Interscale energy transfer in turbulent axisymmetric wakes

Turbulent wakes behind bodies are ubiquitous - from engineering applications to geophysical flows. Classical theory predicts a self-similar solution of the axisymmetric wake with a single power-law scaling for the defect velocity U_d and half-width L. However, experimental and, more recently, numerical evidence has accumulated for self-similar evolution with non-classical power laws for defect velocity and wake width as well as non-equilibrium scaling of dissipation. This self-similar state is established much earlier than the loss of memory of the wake generator, a requirement for the classical ‘sufficiently far’ wake.

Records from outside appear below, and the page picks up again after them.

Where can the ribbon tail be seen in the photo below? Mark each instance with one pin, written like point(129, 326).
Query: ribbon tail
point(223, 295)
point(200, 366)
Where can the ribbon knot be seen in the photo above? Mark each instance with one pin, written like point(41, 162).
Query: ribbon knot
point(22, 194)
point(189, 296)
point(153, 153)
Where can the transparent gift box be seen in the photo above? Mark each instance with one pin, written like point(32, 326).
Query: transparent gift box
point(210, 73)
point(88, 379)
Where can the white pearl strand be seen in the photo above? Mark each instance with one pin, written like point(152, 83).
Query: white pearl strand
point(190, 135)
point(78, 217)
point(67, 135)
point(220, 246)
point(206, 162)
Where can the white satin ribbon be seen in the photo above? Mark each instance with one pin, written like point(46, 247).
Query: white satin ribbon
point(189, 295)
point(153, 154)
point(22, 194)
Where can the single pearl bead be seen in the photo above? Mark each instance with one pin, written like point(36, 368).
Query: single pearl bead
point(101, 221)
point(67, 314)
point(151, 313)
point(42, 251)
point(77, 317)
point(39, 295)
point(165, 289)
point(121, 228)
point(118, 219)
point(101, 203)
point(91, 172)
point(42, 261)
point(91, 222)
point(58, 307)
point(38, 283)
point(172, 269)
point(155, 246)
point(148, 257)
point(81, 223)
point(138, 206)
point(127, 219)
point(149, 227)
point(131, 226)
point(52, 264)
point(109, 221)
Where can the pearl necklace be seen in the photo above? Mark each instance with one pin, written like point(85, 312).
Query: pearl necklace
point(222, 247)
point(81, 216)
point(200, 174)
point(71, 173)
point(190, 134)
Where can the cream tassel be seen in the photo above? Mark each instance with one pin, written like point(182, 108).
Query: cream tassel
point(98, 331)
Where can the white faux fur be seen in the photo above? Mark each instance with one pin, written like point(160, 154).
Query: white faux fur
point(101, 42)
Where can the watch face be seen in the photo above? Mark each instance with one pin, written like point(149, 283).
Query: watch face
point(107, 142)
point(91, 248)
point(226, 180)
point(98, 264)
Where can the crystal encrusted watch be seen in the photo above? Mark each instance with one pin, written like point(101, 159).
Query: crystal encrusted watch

Large-scale coherent structures (CS) are found to persist from the near to the far wake (x/D = O(100)), coinciding with the range that non-classical scalings are observed. An example is the vortex-shedding mode at St = fD/U = 0.135 in the present disk wake at Re = UD/ν = 50 000. Here, U is the free-stream velocity, D is the disk diameter, ν is the kinematic viscosity, and f is the temporal frequency. The imprint of the CS on the interscale energy transfer is assessed as follows. A triple decomposition divides the velocity into the mean, large-scale, and small-scale components through spectral filtering, and the interscale energy transfer rate between these two components is evaluated and compared to other terms in the energy balance of each component. Implications are drawn for the energy-cascade picture that the interscale energy transfer rate is balanced by molecular dissipation at the small scales.